On one of my visits to the shelter, about a month ago, I saw a brown tabby female that immediately started talking, or rather yelling, at me. The shelter vet said she'd just come in, had a cold, and wasn't eating. Rachel, the shelter staff I've worked with so much on adopting my FIV+ boys said the cat was about 15 and had been dropped off by her owner because "she couldn't care for her anymore". I wanted to take her right then, even though I'd just adopted 2 more cats, but I couldn't because she was going through the admissions process. On my next visit to the shelter, two weeks later, I asked about her and found out that she'd been euthanized because she was in later stage renal failure and they couldn't get her to eat. So I guess her owner simply used the shelter as a cheap way of getting someone to take care of her cat's last stage of life. I was so angry, I'm still angry, and I wish so very, very much that I'd persuaded them to let me take her with the promise to take her right to my vet. Even if the forced feedings and twice-daily sub-q fluids hadn't worked, she would have been in a home environment at the end. Is this the way people want to be treated at the end of their lives?!

My life has been greatly enriched recently by my adoption of several cats that are in their teens. There is nothing to compare with seeing Dagda, who had been in a shelter for more than 5 years, slowly come out of his very tight shell so that he now romps around with a catnip mouse and can't wait to lean against me every night.

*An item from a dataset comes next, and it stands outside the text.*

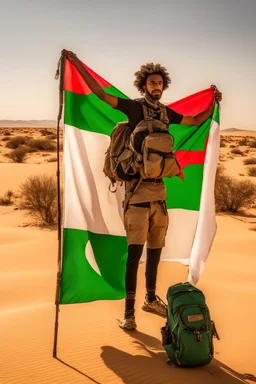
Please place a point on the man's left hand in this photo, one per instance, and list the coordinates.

Or seeing Dude, who looked as though he would be grateful for death because his bloody mouth pained him so much and he was so tired of many years in a shelter, now toothless but racing around the house with friends, lolling in the sun on the deck, and gazing into my face in welcome each morning. How can these people give up so much joy and love.

Donna - don't you have an extra space for a cat now that you won't be getting Pumpkin?